We need to check the current size of the array. **if(currSize == 0)**, then array is empty or there will no element in the array. Otherwise, we remove the element at index currSize - 1 and reduce currSize by 1. During this process, **if (currSize == capacity/4)**, then we call the shrinkArray() method to reduce the dynamic array size by half.

**Pseudocode implementation**

```
void deleteAtEnd()
{
if (currSize == 0)
print("dynamic array is empty!")
else
{
A[currSize - 1] = INT_MIN
currSize = currSize - 1
if (currSize == capacity/4)
shrinkArray()
}
}
```

We need to check the current size of the array. **if(currSize == 0)**, array is empty or there will no element in the array. Otherwise, we move all the elements from currSize - 1 to index by 1 downward, set the value at A[currSize - 1] equal to 0, and decrement currSize by 1. During this process, **if (currSize == capacity/4)**, then we call the shrinkArray() method to reduce the dynamic array size by half.

**Pseudocode implementation**

```
void deleteAtMiddle(int index)
{
if (currSize == 0)
print("dynamic array is empty!")
else
{
for (int i = index; i < currSize - 1; i = i + 1)
A[i] = A[i + 1]
A[currSize - 1] = INT_MIN
currSize = currSize - 1
if (currSize == capacity/4)
shrinkArray()
}
}
```

- Analyze and compare the time complexities of the above dynamic array operations with the normal array.
- Dynamic array is supplied with standard libraries in many modern programming languages.
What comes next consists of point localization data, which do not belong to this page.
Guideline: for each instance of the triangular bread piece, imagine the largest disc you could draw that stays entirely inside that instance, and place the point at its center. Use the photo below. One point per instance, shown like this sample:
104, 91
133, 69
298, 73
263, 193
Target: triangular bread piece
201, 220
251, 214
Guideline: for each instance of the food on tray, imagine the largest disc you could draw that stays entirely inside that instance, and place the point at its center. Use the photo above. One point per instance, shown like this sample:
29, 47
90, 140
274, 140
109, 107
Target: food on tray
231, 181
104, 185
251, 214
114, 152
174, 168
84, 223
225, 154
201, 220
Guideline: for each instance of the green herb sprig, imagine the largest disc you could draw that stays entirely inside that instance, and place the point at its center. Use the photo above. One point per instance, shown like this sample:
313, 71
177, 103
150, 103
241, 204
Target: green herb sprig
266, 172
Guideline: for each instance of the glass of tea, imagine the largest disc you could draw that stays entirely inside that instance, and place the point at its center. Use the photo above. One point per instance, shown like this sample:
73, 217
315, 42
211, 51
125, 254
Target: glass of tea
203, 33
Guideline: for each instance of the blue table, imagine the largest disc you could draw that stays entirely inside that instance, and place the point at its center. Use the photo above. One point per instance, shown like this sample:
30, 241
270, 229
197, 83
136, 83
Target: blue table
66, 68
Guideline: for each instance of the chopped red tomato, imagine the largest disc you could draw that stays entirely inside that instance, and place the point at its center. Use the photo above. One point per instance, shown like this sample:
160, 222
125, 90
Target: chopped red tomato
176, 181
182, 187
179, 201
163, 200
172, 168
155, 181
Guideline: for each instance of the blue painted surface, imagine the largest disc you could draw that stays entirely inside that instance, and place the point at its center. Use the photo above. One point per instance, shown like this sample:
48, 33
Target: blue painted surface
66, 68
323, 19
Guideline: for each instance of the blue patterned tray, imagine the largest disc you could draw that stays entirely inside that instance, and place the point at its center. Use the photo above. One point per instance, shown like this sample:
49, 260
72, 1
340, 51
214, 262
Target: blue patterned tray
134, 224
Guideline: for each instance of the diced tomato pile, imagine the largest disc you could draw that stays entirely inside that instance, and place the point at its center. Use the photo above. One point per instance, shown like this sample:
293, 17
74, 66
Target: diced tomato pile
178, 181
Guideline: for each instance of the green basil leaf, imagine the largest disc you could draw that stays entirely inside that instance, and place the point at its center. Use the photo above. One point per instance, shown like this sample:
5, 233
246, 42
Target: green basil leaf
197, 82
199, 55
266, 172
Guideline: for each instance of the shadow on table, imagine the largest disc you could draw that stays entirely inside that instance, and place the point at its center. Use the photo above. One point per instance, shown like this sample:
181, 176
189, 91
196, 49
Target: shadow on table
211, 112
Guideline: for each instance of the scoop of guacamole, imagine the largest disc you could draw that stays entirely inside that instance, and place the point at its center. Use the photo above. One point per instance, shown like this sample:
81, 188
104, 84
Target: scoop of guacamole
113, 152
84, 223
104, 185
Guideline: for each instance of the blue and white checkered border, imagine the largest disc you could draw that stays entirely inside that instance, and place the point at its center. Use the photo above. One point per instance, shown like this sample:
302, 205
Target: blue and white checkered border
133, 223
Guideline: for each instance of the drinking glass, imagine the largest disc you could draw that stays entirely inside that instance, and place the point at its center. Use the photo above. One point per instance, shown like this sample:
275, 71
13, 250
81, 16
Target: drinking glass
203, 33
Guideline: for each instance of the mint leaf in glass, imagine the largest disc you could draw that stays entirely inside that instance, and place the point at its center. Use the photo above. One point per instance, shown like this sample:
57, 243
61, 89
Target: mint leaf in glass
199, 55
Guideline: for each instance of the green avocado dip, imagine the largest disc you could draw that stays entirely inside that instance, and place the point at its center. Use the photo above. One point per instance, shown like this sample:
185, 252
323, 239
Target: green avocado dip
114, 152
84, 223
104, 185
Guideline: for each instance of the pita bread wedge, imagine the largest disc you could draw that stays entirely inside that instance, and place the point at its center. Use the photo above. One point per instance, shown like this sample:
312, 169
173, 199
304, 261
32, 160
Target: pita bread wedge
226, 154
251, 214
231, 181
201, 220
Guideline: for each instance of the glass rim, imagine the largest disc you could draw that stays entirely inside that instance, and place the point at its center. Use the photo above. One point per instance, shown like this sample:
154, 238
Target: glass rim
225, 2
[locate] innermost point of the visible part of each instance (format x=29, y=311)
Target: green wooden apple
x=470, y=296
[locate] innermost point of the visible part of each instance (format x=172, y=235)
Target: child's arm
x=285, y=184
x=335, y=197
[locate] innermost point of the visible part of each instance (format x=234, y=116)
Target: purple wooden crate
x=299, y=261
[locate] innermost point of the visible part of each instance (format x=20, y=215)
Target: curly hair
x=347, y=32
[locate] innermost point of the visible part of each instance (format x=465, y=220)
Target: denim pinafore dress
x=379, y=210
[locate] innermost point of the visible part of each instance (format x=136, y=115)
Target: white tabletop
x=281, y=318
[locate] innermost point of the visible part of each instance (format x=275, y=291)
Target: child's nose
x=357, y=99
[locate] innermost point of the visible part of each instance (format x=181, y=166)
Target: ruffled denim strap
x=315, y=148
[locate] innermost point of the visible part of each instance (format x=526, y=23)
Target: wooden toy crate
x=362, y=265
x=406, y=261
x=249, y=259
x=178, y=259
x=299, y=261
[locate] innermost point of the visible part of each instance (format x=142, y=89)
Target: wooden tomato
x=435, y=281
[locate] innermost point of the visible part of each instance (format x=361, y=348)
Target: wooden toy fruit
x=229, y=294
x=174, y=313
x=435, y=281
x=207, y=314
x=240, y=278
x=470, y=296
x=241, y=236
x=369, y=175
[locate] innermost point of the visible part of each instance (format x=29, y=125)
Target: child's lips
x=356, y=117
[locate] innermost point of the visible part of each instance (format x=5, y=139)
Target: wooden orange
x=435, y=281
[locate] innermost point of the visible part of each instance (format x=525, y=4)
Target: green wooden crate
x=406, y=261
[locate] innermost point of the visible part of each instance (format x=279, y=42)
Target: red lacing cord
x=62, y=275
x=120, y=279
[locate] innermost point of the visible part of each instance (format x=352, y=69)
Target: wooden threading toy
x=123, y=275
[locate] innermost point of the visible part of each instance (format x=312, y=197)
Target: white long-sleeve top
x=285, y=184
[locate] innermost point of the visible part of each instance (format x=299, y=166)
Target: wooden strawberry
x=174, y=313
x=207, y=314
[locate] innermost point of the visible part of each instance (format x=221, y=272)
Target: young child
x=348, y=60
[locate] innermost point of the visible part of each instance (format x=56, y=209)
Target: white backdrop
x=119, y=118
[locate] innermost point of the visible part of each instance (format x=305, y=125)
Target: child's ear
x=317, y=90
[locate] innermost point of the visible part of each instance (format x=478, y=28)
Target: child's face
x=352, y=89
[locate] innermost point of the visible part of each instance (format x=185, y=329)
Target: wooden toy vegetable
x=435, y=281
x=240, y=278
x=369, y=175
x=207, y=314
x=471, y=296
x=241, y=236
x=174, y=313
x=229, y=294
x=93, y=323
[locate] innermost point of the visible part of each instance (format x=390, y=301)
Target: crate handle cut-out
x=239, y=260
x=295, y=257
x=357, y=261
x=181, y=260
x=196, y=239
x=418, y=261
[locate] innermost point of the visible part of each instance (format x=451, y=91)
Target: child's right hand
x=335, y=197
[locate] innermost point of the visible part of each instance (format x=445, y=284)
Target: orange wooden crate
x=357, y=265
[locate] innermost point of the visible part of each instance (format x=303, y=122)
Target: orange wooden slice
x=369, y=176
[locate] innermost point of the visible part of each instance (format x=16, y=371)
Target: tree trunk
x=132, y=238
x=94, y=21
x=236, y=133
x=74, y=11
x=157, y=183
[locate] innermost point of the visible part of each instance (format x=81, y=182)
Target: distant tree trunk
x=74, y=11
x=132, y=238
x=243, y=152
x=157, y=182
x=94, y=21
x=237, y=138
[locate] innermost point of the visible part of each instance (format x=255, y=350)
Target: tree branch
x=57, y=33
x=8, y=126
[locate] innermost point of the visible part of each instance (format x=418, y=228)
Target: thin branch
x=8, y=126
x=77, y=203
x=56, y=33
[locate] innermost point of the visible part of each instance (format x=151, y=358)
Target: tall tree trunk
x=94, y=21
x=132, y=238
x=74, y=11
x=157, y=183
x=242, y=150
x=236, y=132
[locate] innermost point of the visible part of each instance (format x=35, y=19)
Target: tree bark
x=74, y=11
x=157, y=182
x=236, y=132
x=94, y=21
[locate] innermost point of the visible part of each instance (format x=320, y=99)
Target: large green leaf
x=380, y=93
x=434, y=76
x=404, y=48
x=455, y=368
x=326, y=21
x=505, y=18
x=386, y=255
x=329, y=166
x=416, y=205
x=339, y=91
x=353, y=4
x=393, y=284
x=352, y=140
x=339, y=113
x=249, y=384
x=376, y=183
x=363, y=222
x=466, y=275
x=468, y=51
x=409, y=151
In C++, it is called a vector, and in Java, it has two implementations: ArrayList and Vector.
- The growth factor for the dynamic array depends on several things like a time-memory trade-off, algorithms used inside the memory allocator, etc.
- For growth factor k, the average time per insertion operation is about k/(k−1), where the maximum number of wasted space will be (k−1)n.
- For the simplicity of the analysis, we have used the growth factor k = 2. But if the memory allocator uses a first-fit allocation algorithm, then growth factor values such as k = 2 can cause dynamic array expansion to run out of memory even though a significant amount of memory may still be available.
- There have been several discussions on the ideal values of the growth factor. Some experts suggest the golden ratio value as a growth factor, but library implementation of different programming languages uses different values. Explore and think!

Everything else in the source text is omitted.